Multi-GPU Splitting

Linops should be able to take advantage of multi-GPU systems to leverage the larger total GPU memory available and to gain increased speed from parallelization across separate devices.

We assume CUDA devices with peer-to-peer memory access.

The splitting mechanism

At its core, multi-GPU distribution is built on the ability to split a linop into smaller sub-linops that each operate on a slice of the data.

`split_forward`

Every NamedLinop can implement split_forward(ibatch, obatch), where ibatch and obatch are lists of slices corresponding to the input and output dimensions. The method returns a new linop that operates only on the specified slice.

For example, a Diagonal linop with shape (Nx, Ny) -> (Nx, Ny) and a weight tensor of shape (256, 256) can be split along Nx into two sub-linops, each with a weight of shape (128, 256).

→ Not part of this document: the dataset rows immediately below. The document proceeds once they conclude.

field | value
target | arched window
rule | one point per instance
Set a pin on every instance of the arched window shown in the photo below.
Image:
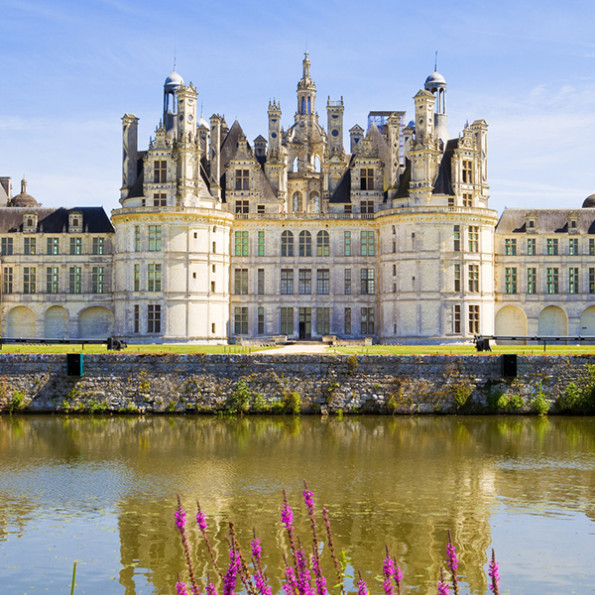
(286, 243)
(305, 243)
(322, 243)
(314, 206)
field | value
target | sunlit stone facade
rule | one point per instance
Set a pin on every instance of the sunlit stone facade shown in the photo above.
(294, 235)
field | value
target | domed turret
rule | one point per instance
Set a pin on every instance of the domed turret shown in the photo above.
(23, 199)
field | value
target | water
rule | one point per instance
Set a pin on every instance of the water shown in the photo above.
(102, 491)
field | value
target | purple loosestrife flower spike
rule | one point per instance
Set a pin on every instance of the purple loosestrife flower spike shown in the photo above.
(443, 588)
(493, 572)
(180, 515)
(453, 562)
(362, 588)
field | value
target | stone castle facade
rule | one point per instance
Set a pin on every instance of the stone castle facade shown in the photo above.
(294, 235)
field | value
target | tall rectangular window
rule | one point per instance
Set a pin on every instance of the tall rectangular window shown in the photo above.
(552, 246)
(367, 178)
(240, 281)
(347, 321)
(286, 281)
(154, 238)
(305, 282)
(367, 243)
(473, 278)
(474, 320)
(29, 280)
(160, 172)
(532, 280)
(367, 282)
(367, 321)
(159, 199)
(52, 280)
(573, 280)
(137, 277)
(241, 243)
(322, 281)
(510, 280)
(154, 277)
(240, 320)
(242, 207)
(75, 279)
(7, 280)
(510, 246)
(30, 246)
(53, 246)
(98, 280)
(153, 318)
(346, 243)
(456, 319)
(323, 321)
(552, 280)
(287, 321)
(98, 245)
(456, 245)
(7, 246)
(467, 171)
(347, 281)
(76, 245)
(242, 179)
(473, 238)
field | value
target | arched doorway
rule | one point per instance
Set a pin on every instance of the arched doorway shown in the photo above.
(20, 322)
(511, 321)
(553, 322)
(96, 322)
(56, 323)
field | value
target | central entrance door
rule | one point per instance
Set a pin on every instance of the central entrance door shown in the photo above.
(305, 324)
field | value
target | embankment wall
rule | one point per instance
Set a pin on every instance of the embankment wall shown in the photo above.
(122, 382)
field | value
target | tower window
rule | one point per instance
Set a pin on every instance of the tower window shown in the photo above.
(367, 178)
(160, 172)
(242, 179)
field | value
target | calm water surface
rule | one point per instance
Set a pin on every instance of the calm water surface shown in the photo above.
(102, 491)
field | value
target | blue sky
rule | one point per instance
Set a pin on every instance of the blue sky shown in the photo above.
(72, 69)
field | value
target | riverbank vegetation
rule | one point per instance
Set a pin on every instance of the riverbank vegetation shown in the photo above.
(303, 573)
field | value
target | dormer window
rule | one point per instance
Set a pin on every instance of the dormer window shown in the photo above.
(75, 222)
(467, 171)
(30, 222)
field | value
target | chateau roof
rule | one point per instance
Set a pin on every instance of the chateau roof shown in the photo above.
(95, 219)
(547, 221)
(443, 183)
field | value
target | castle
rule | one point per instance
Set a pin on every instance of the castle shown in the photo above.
(293, 235)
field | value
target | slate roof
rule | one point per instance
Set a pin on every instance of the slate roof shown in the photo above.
(443, 183)
(95, 220)
(547, 221)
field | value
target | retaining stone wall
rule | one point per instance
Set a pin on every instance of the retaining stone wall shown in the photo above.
(316, 383)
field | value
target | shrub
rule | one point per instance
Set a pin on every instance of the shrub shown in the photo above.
(239, 400)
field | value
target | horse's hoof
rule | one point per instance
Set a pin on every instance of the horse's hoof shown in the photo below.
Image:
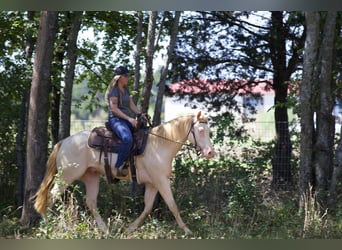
(187, 231)
(130, 229)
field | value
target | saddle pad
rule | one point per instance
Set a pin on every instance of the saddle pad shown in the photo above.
(101, 136)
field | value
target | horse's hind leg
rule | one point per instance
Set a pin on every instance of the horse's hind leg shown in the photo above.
(91, 180)
(150, 194)
(164, 188)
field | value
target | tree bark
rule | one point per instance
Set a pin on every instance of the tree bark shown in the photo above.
(164, 71)
(71, 58)
(137, 55)
(281, 163)
(150, 49)
(325, 121)
(306, 105)
(21, 135)
(37, 136)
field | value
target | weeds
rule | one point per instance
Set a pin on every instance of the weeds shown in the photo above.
(225, 198)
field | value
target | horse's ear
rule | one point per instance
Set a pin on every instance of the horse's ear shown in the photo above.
(199, 115)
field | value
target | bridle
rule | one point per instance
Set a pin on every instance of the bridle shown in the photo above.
(191, 130)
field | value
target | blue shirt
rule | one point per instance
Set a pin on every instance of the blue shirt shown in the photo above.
(123, 101)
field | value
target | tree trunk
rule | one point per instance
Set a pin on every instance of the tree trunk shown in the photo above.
(21, 135)
(325, 121)
(306, 105)
(281, 163)
(164, 71)
(150, 49)
(71, 58)
(138, 42)
(37, 136)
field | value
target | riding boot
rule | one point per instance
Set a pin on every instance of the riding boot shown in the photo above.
(121, 171)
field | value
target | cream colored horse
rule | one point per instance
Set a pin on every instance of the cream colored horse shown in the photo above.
(77, 161)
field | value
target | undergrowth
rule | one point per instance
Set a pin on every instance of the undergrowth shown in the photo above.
(224, 198)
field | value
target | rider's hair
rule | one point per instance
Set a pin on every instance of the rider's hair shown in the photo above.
(111, 85)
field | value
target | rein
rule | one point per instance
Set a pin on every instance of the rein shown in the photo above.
(187, 135)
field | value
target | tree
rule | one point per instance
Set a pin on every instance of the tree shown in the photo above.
(324, 142)
(164, 71)
(306, 104)
(317, 92)
(71, 57)
(150, 49)
(228, 45)
(37, 137)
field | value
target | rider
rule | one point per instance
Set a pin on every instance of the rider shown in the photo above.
(121, 110)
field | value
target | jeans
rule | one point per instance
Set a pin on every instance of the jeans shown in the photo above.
(123, 129)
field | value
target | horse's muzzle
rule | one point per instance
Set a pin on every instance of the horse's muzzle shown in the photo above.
(208, 152)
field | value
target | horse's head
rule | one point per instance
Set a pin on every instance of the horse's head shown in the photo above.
(200, 136)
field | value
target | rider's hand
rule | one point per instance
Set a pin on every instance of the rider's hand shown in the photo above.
(133, 122)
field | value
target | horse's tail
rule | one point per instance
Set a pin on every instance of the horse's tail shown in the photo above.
(42, 195)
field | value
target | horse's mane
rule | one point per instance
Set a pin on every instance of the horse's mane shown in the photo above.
(174, 129)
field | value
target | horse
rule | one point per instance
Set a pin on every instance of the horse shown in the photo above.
(77, 161)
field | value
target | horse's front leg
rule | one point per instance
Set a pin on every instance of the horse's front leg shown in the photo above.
(150, 194)
(91, 180)
(164, 188)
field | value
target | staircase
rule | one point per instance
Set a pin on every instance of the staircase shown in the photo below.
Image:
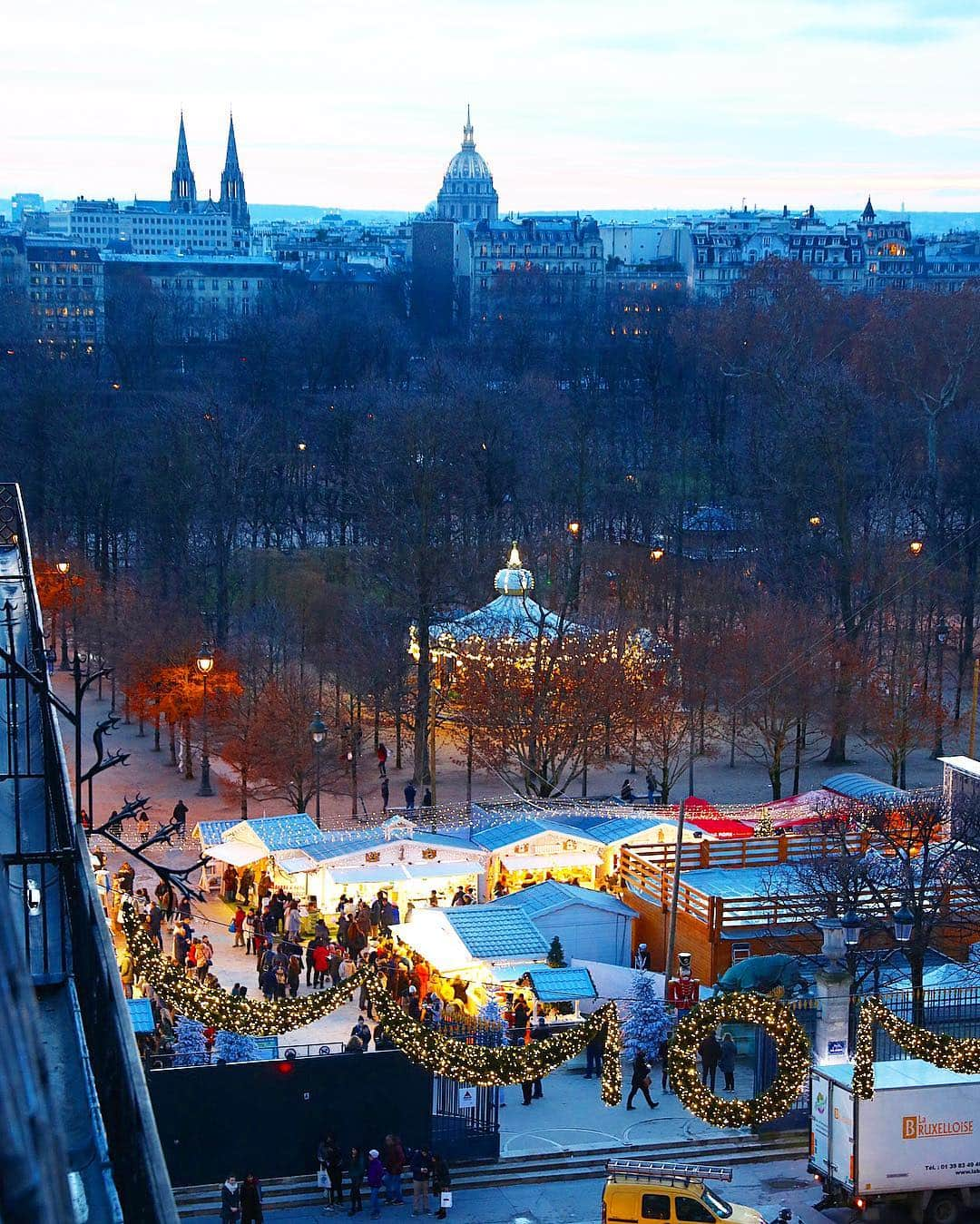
(516, 1170)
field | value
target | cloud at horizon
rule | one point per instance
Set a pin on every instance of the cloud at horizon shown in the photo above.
(627, 107)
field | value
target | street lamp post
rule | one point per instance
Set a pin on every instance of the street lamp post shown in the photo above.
(63, 565)
(317, 737)
(204, 663)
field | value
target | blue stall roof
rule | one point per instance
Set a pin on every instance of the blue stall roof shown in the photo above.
(552, 895)
(860, 786)
(141, 1013)
(494, 933)
(562, 985)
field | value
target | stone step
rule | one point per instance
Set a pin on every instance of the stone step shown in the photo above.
(302, 1191)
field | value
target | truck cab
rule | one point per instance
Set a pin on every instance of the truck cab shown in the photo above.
(671, 1193)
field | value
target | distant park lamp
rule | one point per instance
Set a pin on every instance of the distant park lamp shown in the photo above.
(317, 730)
(903, 919)
(852, 922)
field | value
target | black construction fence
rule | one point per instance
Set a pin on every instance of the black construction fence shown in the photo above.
(268, 1116)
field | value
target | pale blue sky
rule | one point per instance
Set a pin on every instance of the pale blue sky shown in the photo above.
(624, 103)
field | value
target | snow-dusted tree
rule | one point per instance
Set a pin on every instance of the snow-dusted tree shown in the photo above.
(191, 1049)
(647, 1023)
(557, 955)
(235, 1047)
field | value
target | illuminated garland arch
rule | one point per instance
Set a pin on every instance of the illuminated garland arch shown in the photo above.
(491, 1066)
(792, 1053)
(959, 1054)
(213, 1005)
(469, 1063)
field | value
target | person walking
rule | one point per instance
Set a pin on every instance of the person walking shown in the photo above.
(375, 1181)
(394, 1164)
(334, 1163)
(640, 1081)
(441, 1182)
(727, 1062)
(251, 1200)
(357, 1169)
(230, 1200)
(421, 1177)
(711, 1052)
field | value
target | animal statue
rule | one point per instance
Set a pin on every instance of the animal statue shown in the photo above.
(764, 974)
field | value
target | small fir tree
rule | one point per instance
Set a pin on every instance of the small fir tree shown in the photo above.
(235, 1047)
(647, 1023)
(191, 1049)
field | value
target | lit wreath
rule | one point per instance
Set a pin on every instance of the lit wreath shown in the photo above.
(792, 1054)
(959, 1054)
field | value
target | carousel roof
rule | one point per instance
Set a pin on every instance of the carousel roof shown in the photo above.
(512, 614)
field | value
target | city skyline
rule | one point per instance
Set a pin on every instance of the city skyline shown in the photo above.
(667, 111)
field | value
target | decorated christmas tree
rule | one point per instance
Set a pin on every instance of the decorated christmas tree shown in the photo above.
(647, 1023)
(235, 1047)
(765, 827)
(191, 1049)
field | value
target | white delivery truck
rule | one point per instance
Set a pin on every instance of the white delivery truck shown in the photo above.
(914, 1147)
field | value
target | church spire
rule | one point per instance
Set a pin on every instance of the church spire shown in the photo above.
(182, 189)
(232, 181)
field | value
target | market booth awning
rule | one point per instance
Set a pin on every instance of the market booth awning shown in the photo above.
(236, 853)
(561, 985)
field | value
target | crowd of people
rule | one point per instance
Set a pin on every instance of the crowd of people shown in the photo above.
(379, 1174)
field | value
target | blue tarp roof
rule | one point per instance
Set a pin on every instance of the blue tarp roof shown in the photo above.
(492, 933)
(562, 985)
(210, 831)
(551, 895)
(141, 1013)
(860, 786)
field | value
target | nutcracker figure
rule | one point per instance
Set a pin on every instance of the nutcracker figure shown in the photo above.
(683, 991)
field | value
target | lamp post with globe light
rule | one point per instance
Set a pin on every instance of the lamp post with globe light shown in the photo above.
(317, 731)
(204, 663)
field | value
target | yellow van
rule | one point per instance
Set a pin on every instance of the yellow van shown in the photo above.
(671, 1193)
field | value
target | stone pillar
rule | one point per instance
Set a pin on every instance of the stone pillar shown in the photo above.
(833, 988)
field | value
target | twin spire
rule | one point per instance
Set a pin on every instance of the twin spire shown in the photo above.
(183, 189)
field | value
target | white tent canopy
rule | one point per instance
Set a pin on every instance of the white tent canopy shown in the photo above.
(236, 853)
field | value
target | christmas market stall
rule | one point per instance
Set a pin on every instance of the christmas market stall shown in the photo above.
(587, 923)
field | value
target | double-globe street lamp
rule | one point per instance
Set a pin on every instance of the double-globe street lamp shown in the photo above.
(204, 663)
(317, 737)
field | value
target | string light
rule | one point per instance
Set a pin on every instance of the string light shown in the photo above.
(211, 1004)
(959, 1054)
(792, 1055)
(497, 1066)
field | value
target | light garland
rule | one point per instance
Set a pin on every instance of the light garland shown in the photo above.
(213, 1005)
(959, 1054)
(792, 1054)
(488, 1066)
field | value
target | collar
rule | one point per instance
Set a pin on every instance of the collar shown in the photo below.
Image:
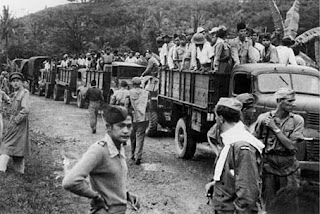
(113, 149)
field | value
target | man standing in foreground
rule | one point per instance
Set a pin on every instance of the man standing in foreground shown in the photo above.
(280, 130)
(15, 142)
(138, 103)
(106, 164)
(236, 179)
(95, 97)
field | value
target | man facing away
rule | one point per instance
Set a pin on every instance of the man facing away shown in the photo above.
(280, 130)
(236, 179)
(95, 97)
(138, 103)
(105, 164)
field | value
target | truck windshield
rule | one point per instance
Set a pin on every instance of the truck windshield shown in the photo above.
(303, 84)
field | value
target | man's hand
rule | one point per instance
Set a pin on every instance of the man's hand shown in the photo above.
(133, 199)
(98, 203)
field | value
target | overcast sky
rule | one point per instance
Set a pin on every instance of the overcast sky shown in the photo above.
(20, 8)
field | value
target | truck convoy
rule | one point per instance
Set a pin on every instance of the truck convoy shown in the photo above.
(187, 99)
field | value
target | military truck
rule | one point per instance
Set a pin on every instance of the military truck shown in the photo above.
(72, 83)
(187, 99)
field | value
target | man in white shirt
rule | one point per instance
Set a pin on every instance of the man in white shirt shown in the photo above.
(204, 51)
(285, 53)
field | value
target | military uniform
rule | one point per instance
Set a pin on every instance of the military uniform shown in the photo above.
(281, 168)
(94, 95)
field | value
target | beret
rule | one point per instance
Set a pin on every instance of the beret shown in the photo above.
(136, 80)
(198, 38)
(241, 25)
(115, 114)
(232, 103)
(246, 99)
(15, 75)
(284, 93)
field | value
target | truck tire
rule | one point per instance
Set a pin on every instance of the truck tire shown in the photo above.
(185, 146)
(153, 124)
(66, 96)
(46, 91)
(80, 100)
(56, 93)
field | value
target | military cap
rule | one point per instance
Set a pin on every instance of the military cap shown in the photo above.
(136, 80)
(198, 38)
(200, 29)
(115, 114)
(232, 103)
(246, 99)
(284, 93)
(241, 26)
(16, 75)
(214, 30)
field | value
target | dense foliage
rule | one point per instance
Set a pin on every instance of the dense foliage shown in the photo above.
(83, 25)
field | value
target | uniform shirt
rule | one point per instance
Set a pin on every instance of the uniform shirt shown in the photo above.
(107, 168)
(237, 187)
(120, 97)
(240, 50)
(205, 54)
(280, 160)
(139, 102)
(270, 55)
(286, 55)
(94, 94)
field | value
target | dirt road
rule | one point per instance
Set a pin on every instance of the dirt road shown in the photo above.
(164, 183)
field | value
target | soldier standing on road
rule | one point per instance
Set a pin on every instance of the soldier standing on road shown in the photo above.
(236, 179)
(95, 97)
(15, 143)
(280, 130)
(138, 102)
(105, 164)
(120, 97)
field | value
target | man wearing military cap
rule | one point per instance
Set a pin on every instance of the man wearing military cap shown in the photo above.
(138, 104)
(236, 173)
(105, 164)
(280, 130)
(15, 142)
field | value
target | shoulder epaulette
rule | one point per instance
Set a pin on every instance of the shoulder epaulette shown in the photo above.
(102, 143)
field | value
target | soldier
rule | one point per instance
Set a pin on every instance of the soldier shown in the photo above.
(106, 165)
(15, 143)
(95, 97)
(280, 130)
(153, 65)
(120, 96)
(236, 179)
(138, 102)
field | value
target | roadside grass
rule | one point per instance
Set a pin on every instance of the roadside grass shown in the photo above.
(39, 190)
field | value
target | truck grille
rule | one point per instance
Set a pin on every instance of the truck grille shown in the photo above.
(313, 120)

The static split(linop, tile) method provides a higher-level interface that accepts a dictionary mapping dimension names to slices:

from torchlinops.nameddim import NamedDimension as ND

tile = {ND("Nx"): slice(0, 128)}
sub_linop = NamedLinop.split(A, tile)

For adjoint splitting, use adj_split(linop, tile) which constructs the adjoint, splits it according to tile, and returns the adjoint of the split.

`split_linop`

The split_linop() function automates the tiling process. Given a linop and a dictionary of batch sizes, it:

Queries linop.size(dim) for every dimension to determine the total size.
Creates a grid of tiles, where each tile maps dimensions to (index, slice) pairs.
Calls split() for each tile, producing an nd-array of sub-linops.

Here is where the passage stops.